Sometime last night my mind filled up with thoughts of doubt. I questioned my choice of wanting to be an author, some may say I am one but I sure don’t feel like one; whatever that’s suppose to feel like. I don’t have a “fan base” I don’t have people eager to read my work. But one thing I could proudly admit to myself is that I am for sure a writer, that I can claim. But if asked Writer of what? I know then again I don’t know how to answer that. I am a writer of emotions…

My health struggles along with me trying to pursue a dream and not wanting to get stuck at some died end job… I feel I haven’t contributed to anything for a long time. I haven’t worked in years and God bless my husband for understanding even though I know it’s not easy for him.

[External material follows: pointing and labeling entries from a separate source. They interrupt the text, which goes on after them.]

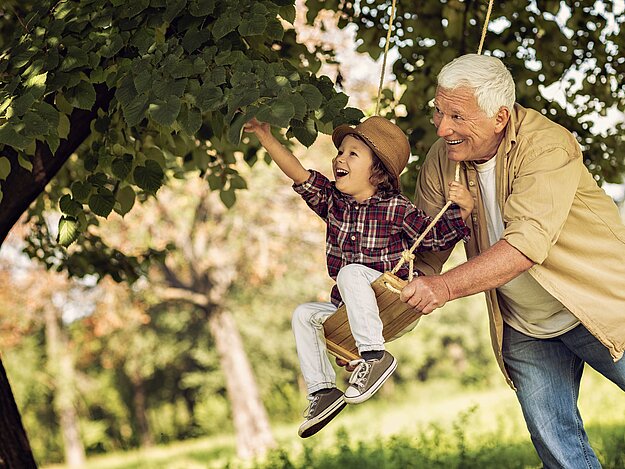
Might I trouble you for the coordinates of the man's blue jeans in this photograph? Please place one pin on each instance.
(547, 374)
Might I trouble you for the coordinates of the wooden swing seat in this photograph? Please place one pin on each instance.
(397, 319)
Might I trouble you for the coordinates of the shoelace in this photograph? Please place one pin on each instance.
(311, 407)
(359, 375)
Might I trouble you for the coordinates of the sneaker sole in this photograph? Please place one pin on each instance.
(312, 426)
(374, 388)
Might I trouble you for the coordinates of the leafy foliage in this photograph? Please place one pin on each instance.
(574, 48)
(179, 79)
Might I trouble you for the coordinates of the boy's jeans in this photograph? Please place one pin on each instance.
(354, 283)
(547, 374)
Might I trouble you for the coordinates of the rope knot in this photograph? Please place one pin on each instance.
(407, 256)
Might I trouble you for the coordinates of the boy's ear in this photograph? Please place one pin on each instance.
(501, 119)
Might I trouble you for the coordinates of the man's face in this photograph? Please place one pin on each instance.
(468, 132)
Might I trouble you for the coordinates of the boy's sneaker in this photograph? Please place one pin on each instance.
(323, 408)
(368, 377)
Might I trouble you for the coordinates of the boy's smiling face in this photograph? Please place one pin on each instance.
(352, 168)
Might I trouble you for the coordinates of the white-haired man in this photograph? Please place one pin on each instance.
(548, 249)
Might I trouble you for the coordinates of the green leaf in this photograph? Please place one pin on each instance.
(64, 125)
(24, 163)
(279, 113)
(10, 137)
(133, 8)
(306, 133)
(5, 167)
(135, 111)
(236, 128)
(75, 58)
(53, 142)
(68, 231)
(82, 95)
(288, 13)
(149, 177)
(22, 104)
(112, 46)
(143, 81)
(69, 206)
(190, 120)
(214, 182)
(312, 95)
(210, 98)
(228, 197)
(81, 190)
(165, 112)
(193, 38)
(126, 197)
(102, 202)
(226, 23)
(299, 104)
(173, 8)
(253, 26)
(121, 167)
(237, 182)
(201, 7)
(37, 81)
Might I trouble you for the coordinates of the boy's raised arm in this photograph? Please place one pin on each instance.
(285, 160)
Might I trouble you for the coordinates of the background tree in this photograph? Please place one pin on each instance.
(143, 91)
(566, 57)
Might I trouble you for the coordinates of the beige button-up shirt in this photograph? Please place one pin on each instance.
(554, 212)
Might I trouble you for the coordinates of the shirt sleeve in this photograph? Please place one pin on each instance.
(316, 192)
(540, 199)
(445, 233)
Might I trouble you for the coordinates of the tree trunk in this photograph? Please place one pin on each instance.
(61, 367)
(15, 452)
(251, 423)
(25, 187)
(140, 410)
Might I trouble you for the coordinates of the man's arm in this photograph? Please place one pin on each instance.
(494, 267)
(285, 160)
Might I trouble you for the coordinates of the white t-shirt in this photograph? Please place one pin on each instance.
(525, 304)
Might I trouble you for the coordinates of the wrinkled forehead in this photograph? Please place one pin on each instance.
(456, 100)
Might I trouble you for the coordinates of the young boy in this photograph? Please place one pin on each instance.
(369, 224)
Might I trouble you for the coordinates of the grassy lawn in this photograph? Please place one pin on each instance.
(435, 414)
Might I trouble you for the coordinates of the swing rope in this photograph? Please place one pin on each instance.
(407, 255)
(386, 44)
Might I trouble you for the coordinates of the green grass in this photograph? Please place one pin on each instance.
(427, 425)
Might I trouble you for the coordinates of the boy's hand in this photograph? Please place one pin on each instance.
(460, 195)
(257, 127)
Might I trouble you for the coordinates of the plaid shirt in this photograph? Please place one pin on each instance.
(375, 232)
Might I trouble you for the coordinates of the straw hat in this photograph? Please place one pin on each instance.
(386, 140)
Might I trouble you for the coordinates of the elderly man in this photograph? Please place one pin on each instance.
(548, 249)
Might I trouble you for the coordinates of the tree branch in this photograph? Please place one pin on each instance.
(22, 187)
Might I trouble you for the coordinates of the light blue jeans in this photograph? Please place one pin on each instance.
(354, 283)
(547, 374)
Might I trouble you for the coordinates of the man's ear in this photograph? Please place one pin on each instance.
(501, 119)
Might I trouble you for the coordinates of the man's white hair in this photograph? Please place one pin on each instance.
(487, 76)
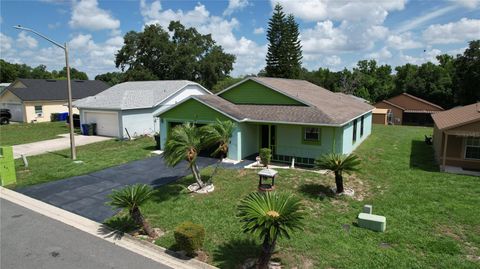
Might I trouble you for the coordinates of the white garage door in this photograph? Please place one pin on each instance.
(16, 110)
(107, 122)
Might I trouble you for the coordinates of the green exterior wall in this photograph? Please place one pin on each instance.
(251, 92)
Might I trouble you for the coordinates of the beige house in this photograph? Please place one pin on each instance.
(456, 138)
(34, 100)
(407, 109)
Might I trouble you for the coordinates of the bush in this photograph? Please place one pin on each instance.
(189, 237)
(265, 156)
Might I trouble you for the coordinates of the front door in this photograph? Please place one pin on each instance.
(268, 137)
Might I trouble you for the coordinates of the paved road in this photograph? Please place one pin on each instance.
(50, 145)
(86, 195)
(33, 241)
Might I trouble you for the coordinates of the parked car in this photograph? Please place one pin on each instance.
(5, 116)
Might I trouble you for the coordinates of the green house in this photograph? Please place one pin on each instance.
(294, 118)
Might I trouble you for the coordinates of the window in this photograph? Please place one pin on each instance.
(354, 137)
(311, 134)
(38, 111)
(361, 127)
(472, 148)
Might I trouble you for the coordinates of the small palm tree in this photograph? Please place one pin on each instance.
(338, 163)
(184, 143)
(218, 133)
(270, 216)
(131, 198)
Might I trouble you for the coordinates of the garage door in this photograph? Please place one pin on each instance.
(107, 122)
(16, 110)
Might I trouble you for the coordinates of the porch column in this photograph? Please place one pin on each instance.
(444, 152)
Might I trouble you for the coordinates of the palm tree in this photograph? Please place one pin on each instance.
(338, 163)
(218, 133)
(131, 198)
(184, 143)
(270, 216)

So many times I think he’s going to leave me for some woman who works all the time, yes that is what I don’t contribute… Money. 

So many people try to figure out what will make them the most money, while I’m trying to figure out what will make me the most happy. 

We all have our gifts, talents, strengths and we are meant to help one another. If we were all good at the same things, we wouldn’t need anyone. My husband is better at working to make money, the amount of money he makes I have never made in my life. I would have to have 2 or more jobs or work overtime to be able to take care of myself the way he takes care of us both. God truly loves me to bless me in this way. 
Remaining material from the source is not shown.